Loop Quantum Gravity (LQG) is a theoretical framework that attempts to reconcile the theories of general relativity and quantum mechanics. It proposes that space and time are not continuous, but instead are made up of discrete units or "loops". This theory is still in its early stages and is not yet fully developed.

2. How does LQG differ from other theories of quantum gravity?

LQG differs from other theories of quantum gravity, such as string theory, in its approach to understanding the fundamental nature of space and time. While string theory proposes that space and time are made up of tiny strings, LQG suggests that they are made up of discrete loops.

3. Why are there a lack of books on LQG?

There are a few reasons for the lack of books on LQG. One reason is that the theory is still in its early stages and is not yet fully developed, so there is not as much material to write about. Additionally, LQG is a highly complex and mathematical theory, making it difficult for non-specialists to understand and write about.
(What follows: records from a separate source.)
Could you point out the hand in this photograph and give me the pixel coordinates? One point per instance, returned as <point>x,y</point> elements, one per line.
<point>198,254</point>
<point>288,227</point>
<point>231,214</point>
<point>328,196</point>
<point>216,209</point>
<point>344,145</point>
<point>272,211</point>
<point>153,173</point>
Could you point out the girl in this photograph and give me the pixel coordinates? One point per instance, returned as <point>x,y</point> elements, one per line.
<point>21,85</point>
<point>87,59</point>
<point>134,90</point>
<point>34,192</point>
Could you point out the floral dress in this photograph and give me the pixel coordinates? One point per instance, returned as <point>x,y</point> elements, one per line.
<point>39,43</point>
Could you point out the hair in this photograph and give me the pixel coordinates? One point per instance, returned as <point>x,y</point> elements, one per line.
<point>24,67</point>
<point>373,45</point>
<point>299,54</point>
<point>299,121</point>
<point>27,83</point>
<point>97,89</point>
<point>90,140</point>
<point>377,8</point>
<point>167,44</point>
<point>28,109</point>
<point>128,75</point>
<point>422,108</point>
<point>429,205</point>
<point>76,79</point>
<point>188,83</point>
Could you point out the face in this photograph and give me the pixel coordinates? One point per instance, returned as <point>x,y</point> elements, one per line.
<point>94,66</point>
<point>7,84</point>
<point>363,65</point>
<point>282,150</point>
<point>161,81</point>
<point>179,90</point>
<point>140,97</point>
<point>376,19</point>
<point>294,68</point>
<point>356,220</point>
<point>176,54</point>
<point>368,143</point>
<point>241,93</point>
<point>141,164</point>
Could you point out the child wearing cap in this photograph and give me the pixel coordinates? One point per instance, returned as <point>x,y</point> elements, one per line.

4. Is LQG a widely accepted theory?

No, LQG is not yet a widely accepted theory in the scientific community. While it has gained some attention and support, it is still considered a speculative and controversial theory. Further research and evidence are needed to fully validate LQG as a viable theory of quantum gravity.

5. What are the potential implications of LQG if it is proven to be correct?

If LQG is proven to be a correct theory, it would have a significant impact on our understanding of the fundamental nature of space and time. It could also potentially lead to a better understanding of the universe's origins and help reconcile the discrepancies between general relativity and quantum mechanics.